La manovra torna ostaggio

La notizia è che la manovra torna di nuovo ostaggio del “gioco politico” italiano. E della confusione (e relativa tensione) all’interno del governo. Qualunque sia la ragione – e su questo torneremo – il dato politico è che stavolta l’Europa, intesa come fattore esterno di “destabilizzazione”, non c’entra. E non c’entrano i mercati che, invece, proprio sulla soluzione “all’italiana” trovata fino a ieri, sembravano aver trovato la ragione per rinviare l’Apocalisse.

Perché questo è il punto. Ricapitoliamo brevemente: all’inizio, quando è stata concepita, la manovra prevedeva un impegno finanziario non derogabile di sedici miliardi di euro da destinare alle due misure simbolo del governo gialloverde, il reddito di cittadinanza e “quota cento”. Tutto e subito. Nell’ultima versione, quando è stata scritta, quei fondi non sono più vincolati alle due misure ma possono essere utilizzati anche per altro, come la riduzione del deficit. Mossa furba e molto all’italiana, che consentiva a Di Maio e Salvini di dire che si faranno, in tempi tutti da definire, ma al tempo stesso consentiva di disinnescare la reazione dei mercati. Entrambe le misure, così è stato scritto nel Def, venivano rinviate a dei “collegati” ovvero in provvedimenti successivi alla manovra. Per i non addetti ai lavori: il collegato è un disegno di legge che, considerati i tempi parlamentari, avrebbe reso assai complicato approvare le misure in un paio di mesi. Il combinato disposto dei fondi resi non “vincolati” e dello strumento del ddl, di fatto, svuotava la manovra. Certo, senza annunciarlo con le fanfare, ma dava non pochi margini di gioco, perché, allungando i tempi e dunque facendo entrare in vigore le misure più in avanti nel tempo, si riduceva l’asticella del rapporto deficit-Pil. Non sarebbe bastato a Bruxelles per evitare una procedura di infrazione, che ormai appare scontata. Però la soluzione trovata consentiva sufficienti margini di ambiguità per salvare la faccia, perché comunque l’impegno rimaneva, ma, al tempo stesso, di ridurre la posta nel gioco d’azzardo con i mercati.

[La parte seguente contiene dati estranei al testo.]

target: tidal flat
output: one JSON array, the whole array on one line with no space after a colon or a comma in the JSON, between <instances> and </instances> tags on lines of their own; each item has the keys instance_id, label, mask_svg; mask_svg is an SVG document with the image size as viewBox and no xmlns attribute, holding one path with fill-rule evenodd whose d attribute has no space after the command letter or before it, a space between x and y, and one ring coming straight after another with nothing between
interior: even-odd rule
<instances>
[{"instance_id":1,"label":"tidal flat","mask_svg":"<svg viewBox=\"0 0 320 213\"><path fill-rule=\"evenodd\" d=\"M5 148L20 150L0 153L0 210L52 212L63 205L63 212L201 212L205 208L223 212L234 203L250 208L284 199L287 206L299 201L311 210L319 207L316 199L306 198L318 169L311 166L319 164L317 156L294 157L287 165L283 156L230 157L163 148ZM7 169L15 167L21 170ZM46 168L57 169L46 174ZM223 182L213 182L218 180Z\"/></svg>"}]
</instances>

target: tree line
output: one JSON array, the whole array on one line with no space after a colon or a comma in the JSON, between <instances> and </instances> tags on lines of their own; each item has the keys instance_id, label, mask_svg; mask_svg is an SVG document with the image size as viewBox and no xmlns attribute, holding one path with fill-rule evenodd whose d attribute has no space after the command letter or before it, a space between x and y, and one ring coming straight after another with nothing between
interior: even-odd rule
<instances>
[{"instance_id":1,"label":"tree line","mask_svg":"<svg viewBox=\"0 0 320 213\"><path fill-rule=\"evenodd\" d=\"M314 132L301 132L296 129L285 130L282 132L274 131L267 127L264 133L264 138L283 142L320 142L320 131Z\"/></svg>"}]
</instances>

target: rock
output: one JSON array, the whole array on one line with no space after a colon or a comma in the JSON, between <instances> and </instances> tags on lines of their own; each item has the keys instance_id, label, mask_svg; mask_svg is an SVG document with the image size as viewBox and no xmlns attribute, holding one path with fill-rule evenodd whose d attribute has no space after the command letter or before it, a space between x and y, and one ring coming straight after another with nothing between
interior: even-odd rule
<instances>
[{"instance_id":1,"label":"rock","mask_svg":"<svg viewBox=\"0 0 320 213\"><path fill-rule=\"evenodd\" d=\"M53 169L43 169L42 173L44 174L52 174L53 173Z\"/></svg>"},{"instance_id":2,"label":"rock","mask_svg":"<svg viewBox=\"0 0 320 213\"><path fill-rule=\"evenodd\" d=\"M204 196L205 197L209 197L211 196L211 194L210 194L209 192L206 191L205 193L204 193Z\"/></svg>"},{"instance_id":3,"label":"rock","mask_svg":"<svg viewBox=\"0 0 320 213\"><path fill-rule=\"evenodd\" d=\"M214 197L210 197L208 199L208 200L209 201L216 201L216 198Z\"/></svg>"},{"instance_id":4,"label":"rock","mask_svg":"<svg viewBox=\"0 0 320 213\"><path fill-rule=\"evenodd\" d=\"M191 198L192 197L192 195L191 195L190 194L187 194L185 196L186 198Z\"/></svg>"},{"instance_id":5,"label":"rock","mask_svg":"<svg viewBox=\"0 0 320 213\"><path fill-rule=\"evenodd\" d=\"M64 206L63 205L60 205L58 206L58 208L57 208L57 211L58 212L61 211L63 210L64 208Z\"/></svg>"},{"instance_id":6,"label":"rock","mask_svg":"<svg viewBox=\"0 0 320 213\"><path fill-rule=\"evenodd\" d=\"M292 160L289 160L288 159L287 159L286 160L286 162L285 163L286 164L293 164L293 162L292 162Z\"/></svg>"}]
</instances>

La novità odierna, e non è affatto un dettaglio, è che questo “patto silenzioso” con l’Europa, con relativo gioco delle parti, è tornato in discussione, almeno così pare, per ragioni tutte di politica interna, dopo giorni in cui, dopo i giudizi delle due agenzie di rating e i primi stress test sulle banche, sembrava essersi placato l’allarme sui mercati (leggi qui la polemica Giorgetti-Di Maio). Le ragioni, come spiega Pietro Salvatori nel suo pezzo, sono molteplici: l’ansia politica crescente di Di Maio che, ad ogni sondaggio, vede che il Movimento continua a perdere punti a vantaggio della Lega; la conseguente frenesia dichiaratoria che lo spinge a precipitarsi su facebook appena letta qualche frase di Giorgetti, contenuta nel libro di Vespa, e raccolta chissà quanto tempo fa; la tensione che, ormai, investe ogni singolo dossier di governo – dalla Tav alla prescrizione – e che rende legittima la domanda, sempre più frequente in casa leghista, su “quanto si può andare così”. Sia come sia, qualunque sia la ragione, o le tante ragioni di questa confusione, la tensione manovra, diventata una sorta di perenne “incompiuta”, disvela un evidente problema di fragilità politica della coalizione e, perché no, di tenuta stessa del governo. Su un provvedimento di 36 miliardi, ad oggi 16 sembrano sospesi per aria, e riguardano le due misure “bandiera” di Lega e Cinque Stelle: quota cento e il reddito di cittadinanza. In particolare quest’ultimo, a cui i Cinque Stelle affidano le speranze di risalita nei consensi alle Europee. Giorgetti dice che è di difficile attuazione, Di Maio annuncia (lo aveva fatto anche mesi fa) un “decreto” a Natale per accorciare i tempi e ridurre i rischi, la Lega sul decreto non risponde e in manovra è scritto che sarà tutto rinviato a un disegno di legge. A poco serve un incontro “chiarificatore” in serata tra Conte e lo stesso sottosegretario con le classiche dichiarazioni rasserenanti: non capiamo le polemiche, siamo uniti… C’è una manovra scritta in cui resta possibile anche risparmiare del tutto quella cifra. E una manovra orale, che quel compromesso lo rimette in discussione. Per dare un ordine di grandezza: 16 miliardi sono circa un punto di Pil e quasi la metà della manovra. Al momento il governo, nel suo insieme, non li ha collocati. E stavolta l’Europa matrigna non c’entra.